WRLL began broadcasting from this new location in early October 2003. Its slogan was "Real Oldies 1690", featuring pop music artists from the 1950s and early 1960s such as Frank Sinatra and Perry Como, as well as the rock and roll hits of the period. "Real Oldies" originated at sister station WSAI in Cincinnati and was also carried on WCOL in Columbus, Ohio; WHNE in Ann Arbor, Michigan, also aired a variation of the format identified as "Honey Radio". "Dangerous Dan" Allen created the format initially for WSAI, where he was program director and a weekday afternoon DJ.

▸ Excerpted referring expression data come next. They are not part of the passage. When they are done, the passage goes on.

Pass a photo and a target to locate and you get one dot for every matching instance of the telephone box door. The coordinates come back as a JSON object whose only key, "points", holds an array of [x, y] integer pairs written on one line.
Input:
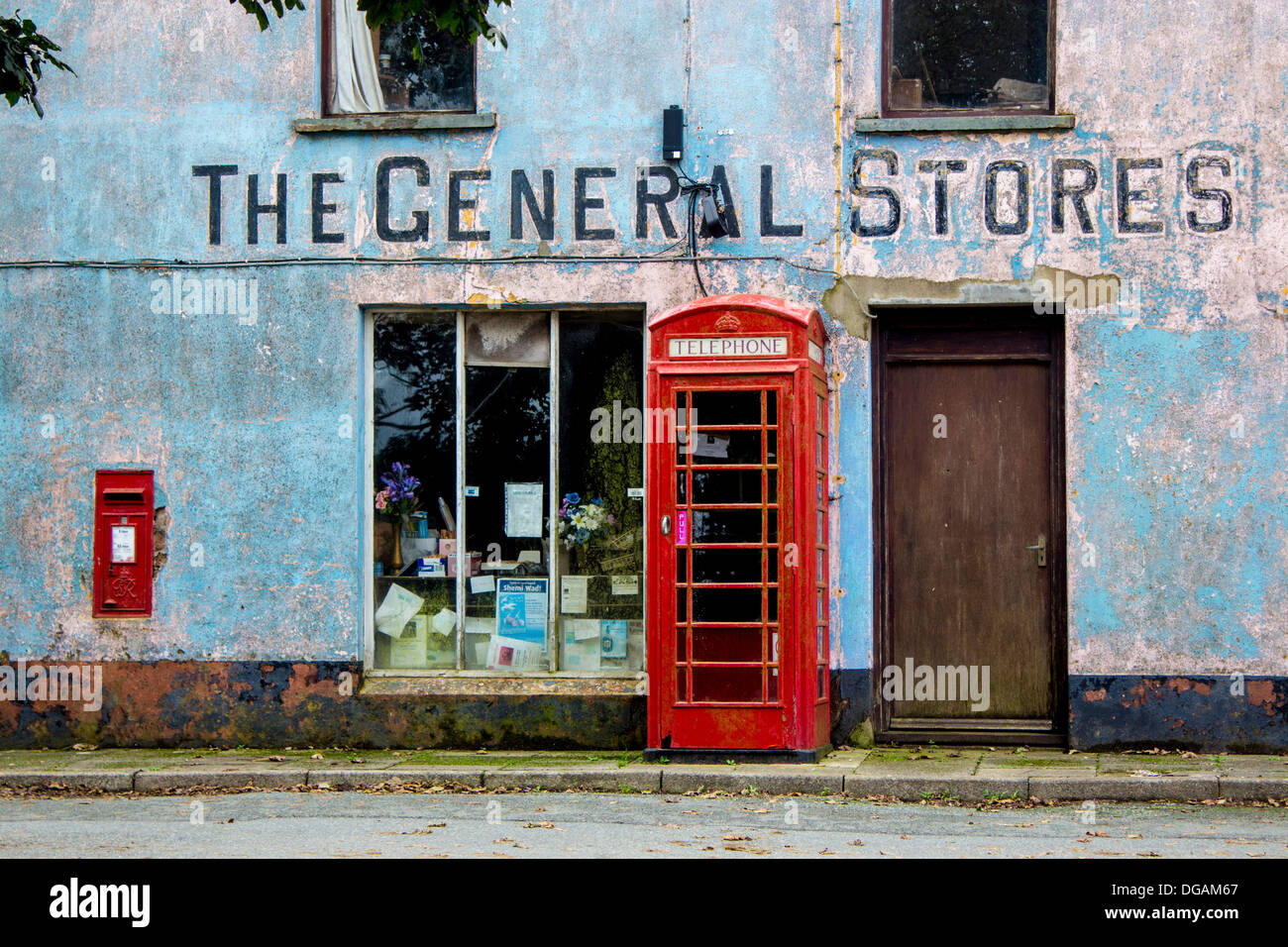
{"points": [[725, 673]]}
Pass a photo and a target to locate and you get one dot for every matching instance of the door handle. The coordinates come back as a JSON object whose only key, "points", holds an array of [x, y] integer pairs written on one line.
{"points": [[1041, 549]]}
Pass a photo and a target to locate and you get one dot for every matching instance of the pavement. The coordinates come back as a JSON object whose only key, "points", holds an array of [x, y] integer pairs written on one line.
{"points": [[931, 774], [589, 825]]}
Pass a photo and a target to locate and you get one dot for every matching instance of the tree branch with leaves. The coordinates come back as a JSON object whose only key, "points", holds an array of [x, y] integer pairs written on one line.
{"points": [[24, 50]]}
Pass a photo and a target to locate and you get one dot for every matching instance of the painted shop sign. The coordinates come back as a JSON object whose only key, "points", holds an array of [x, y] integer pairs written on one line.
{"points": [[407, 188], [1009, 197]]}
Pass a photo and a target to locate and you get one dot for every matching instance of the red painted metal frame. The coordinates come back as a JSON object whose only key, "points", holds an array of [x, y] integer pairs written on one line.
{"points": [[123, 497], [800, 718]]}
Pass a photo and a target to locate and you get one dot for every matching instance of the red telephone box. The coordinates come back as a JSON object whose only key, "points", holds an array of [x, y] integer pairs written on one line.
{"points": [[737, 510]]}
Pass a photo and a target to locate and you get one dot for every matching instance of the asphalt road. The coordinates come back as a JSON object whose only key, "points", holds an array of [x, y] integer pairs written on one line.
{"points": [[318, 825]]}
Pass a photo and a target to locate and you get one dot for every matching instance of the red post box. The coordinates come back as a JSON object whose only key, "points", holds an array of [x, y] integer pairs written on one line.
{"points": [[737, 512], [123, 544]]}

===1690 AM and 1450 AM swap===
On August 15, 2006, WRLL's on-air talent left the station as a pending format change was announced. On August 15, it was announced that African-American talk-formatted WVON would move its format, talk show hosts and call letters from its longtime spot on the dial at 1450 AM to 1690 AM, effective September 18, 2006. WVON signed an agreement with Clear Channel allowing them to lease the station with an option to buy, and obtain marketing, promotional and production assistance from them as well. The oldies format ended at midnight CDT on September 16, 2006.

On September 18, 2006, the WRLL call sign moved from 1690 AM to 1450 AM, with WVON's call sign and programming doing the reverse, moving from 1450 AM to 1690 AM. (According to standard FCC practice, this technically was not a deletion of WRLL 1690 AM, and instead was merely a call letter change, to WVON, for the continuing operation of "Facility ID# 87178" on 1690 AM).

==Personalities==
The station featured radio legends Larry Lujack and Tommy Edwards in the morning drive, along with news reporter Kathy Worthington. Other legendary Chicago area radio personalities from WLS and WCFL followed Tommy Edwards and Larry Lujack on the air, including Scotty Brink middays and "World Famous" Tom Murphy in the evening drive. Chicago radio and television personality Jerry G. Bishop, well known as the original "Svengoolie", was the Sunday afternoon DJ on the station. Former WCFL DJ Ron Britain also had a weekday show for a brief time.

Oldies radio veteran and music historian Ron Smith was heard weekday evenings and Saturday mornings, and suburban radio mainstay Len O'Kelly was heard overnight weekdays and Saturday afternoon. Smith's shows included his weekly Foreign Friday feature and Saturday morning/Sunday afternoon Real Oldies Chicago Top 20 Countdown program, which spotlighted the local hits on a certain week in history.